Celtics assistant coach Jerome Allen accompanies Morris to chapel after each pregame workout, roughly one hour before tip-off. Whether it’s a home game or on the road – where every NBA team has its own chapel available before games – Morris and Allen make time to clear their minds of basketball and focus on their faith.

“With Marcus, we would talk about it. We talked about it all the time,” Allen said. “We just started going to chapel together since he came here. At the beginning of the season, we’d pray about the upcoming season, its challenges and health. We’d lock arms, and that’s his (doing). I’m just glad that I’ve been able to sit next to him in that space, as well. Probably more so than anything I can show him strategically on a computer about angles, how to attack, where to be on help-side defense.

“That’s really the most important thing, and he gets a chance to see me and my imperfections, but still holding onto what’s at the center of my life.”

Allen has seen players like Morris struggle day-to-day throughout his playing and coaching career. For the North Philly native who’s known the Celtics forward since Morris’ teenage years, Allen has been instrumental in helping Morris find peace throughout the past two seasons.

“I’ve been doing it for a while (going to chapel) but I think ever since I’ve been on the team, Jerome helped me even expand it a lot more,” Morris said. “He stays on me about going. He tries to push me in that direction with my family and things like that. You know, God puts certain people in your life for reasons.

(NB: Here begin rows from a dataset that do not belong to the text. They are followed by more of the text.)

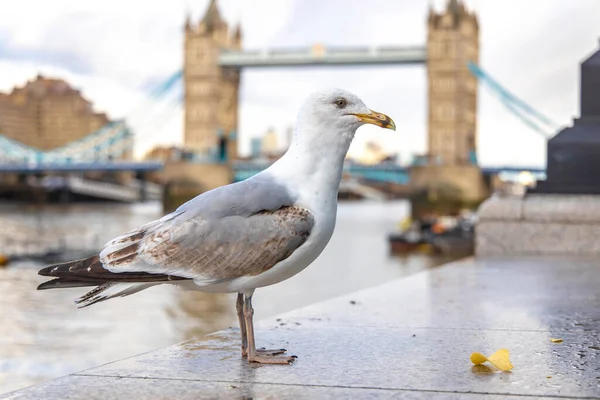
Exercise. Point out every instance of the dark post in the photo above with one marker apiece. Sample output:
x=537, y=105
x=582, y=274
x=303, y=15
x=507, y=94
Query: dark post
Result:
x=143, y=186
x=573, y=158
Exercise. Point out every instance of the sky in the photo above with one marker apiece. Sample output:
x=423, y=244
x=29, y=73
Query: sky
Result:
x=116, y=51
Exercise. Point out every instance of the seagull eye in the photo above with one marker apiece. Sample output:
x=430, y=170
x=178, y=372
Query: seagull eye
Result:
x=340, y=103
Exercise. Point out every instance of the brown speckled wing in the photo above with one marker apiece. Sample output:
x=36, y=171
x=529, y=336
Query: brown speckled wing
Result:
x=216, y=249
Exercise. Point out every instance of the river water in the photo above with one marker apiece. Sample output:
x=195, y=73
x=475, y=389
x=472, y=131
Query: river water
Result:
x=43, y=335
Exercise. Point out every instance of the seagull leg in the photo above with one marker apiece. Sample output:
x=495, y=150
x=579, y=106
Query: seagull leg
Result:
x=261, y=356
x=239, y=306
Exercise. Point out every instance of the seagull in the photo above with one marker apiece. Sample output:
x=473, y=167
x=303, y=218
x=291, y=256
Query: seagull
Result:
x=241, y=236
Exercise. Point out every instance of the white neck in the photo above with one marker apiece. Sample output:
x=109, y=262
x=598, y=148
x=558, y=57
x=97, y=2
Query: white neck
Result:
x=315, y=160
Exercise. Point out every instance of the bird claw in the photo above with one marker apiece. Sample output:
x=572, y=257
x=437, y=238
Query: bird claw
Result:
x=265, y=352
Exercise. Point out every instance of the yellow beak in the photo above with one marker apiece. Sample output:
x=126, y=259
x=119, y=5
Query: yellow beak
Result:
x=378, y=119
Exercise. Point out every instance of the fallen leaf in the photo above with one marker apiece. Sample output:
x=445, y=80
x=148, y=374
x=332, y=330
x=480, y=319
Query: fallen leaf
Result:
x=478, y=358
x=500, y=359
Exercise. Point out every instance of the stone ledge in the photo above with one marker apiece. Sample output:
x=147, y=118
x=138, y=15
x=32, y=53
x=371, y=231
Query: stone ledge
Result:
x=409, y=338
x=539, y=225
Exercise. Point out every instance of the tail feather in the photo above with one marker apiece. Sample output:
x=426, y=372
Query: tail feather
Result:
x=110, y=290
x=59, y=283
x=93, y=271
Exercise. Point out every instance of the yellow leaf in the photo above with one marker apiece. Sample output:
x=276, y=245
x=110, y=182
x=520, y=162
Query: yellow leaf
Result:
x=478, y=358
x=501, y=360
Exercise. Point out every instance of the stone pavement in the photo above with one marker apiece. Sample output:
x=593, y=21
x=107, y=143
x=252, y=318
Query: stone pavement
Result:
x=410, y=338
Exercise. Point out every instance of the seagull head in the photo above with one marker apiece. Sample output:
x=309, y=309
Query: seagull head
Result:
x=341, y=111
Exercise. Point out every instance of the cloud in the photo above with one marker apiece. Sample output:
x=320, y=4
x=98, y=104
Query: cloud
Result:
x=116, y=50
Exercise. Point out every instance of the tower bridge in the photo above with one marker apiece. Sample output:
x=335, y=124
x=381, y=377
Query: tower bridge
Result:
x=214, y=59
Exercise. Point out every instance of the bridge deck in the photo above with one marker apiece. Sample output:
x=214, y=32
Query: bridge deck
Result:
x=116, y=166
x=318, y=55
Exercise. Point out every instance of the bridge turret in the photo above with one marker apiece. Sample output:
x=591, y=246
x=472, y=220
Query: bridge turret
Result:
x=211, y=92
x=453, y=41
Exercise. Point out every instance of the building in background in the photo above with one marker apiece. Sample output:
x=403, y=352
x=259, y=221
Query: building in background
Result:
x=47, y=113
x=211, y=92
x=165, y=154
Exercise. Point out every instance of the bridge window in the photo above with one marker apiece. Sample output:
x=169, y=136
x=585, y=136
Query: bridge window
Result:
x=443, y=84
x=444, y=111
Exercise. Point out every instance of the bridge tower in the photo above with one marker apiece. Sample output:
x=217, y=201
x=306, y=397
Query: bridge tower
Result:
x=211, y=92
x=452, y=41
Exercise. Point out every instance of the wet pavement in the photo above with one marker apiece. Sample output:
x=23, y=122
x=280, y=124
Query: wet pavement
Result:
x=409, y=338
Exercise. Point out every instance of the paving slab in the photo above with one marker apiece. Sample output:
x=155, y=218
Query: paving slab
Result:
x=410, y=338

I feel like that was a reason for having him in my life. I could have played for any team, he could have been on any team and we end up on the same team. It’s a blessing.”

Allen also commends Brad Stevens and the Celtics organization for understanding the importance of players’ well-being.

“If you ask these guys, I think sometimes they see us too much, but the season is long and because of that we’re in a bunch of intimate settings with each other so we get to see the good and the bad about one another,” Allen said. “At every human being’s core there’s some element of goodness, I truly believe. The things that deter them or stop them from being who they are, I think before we start to label them, we need to try to have a better understanding as to why those things are the case.

“It could be they had previous traumatic experiences, it could be genetics, it could be trauma that hasn’t been addressed or it could be their whole sense of normalcy because of their upbringing. Who knows? But I think we need to do a better job of just trying to understand the cognition behind certain behaviors.”

Morris and Allen have shared numerous conversations about their respective struggles. Success on the basketball court has certainly helped smooth things over.

Morris is averaging career-bests in nearly every statistical category this season, including points (14.2), field-goal percentage (45.6), and rebounds (6.2). However, off the court, a life-changing (and jersey-changing) event gave Morris a new outlook on life.

The birth of his son, Marcus Morris Jr., is a day Morris will never forget. It inspired him to add the suffix ‘Sr.’ to the back of his uniform.

 “It was special for me, just the process of going through nine months with my girl,” Morris said. “Finally (seeing) him and to know that I have a child to raise was different (but) probably the best feeling in the world.”

Morris never met his father. Morris’ grandmother helped his mother, Thomasine “Angel” Morris, raise him and the rest of his siblings in the troubled area of North Philadelphia until Morris eventually reached the NBA and was able to support himself.

It was no coincidence that the first thing Morris did with his first NBA check was buy Angel a house and a car before purchasing one for himself. Still, for the things money can’t buy – happiness and peace – Morris knows he’s fortunate to have a support system of friends and family that give him strength and joy every day.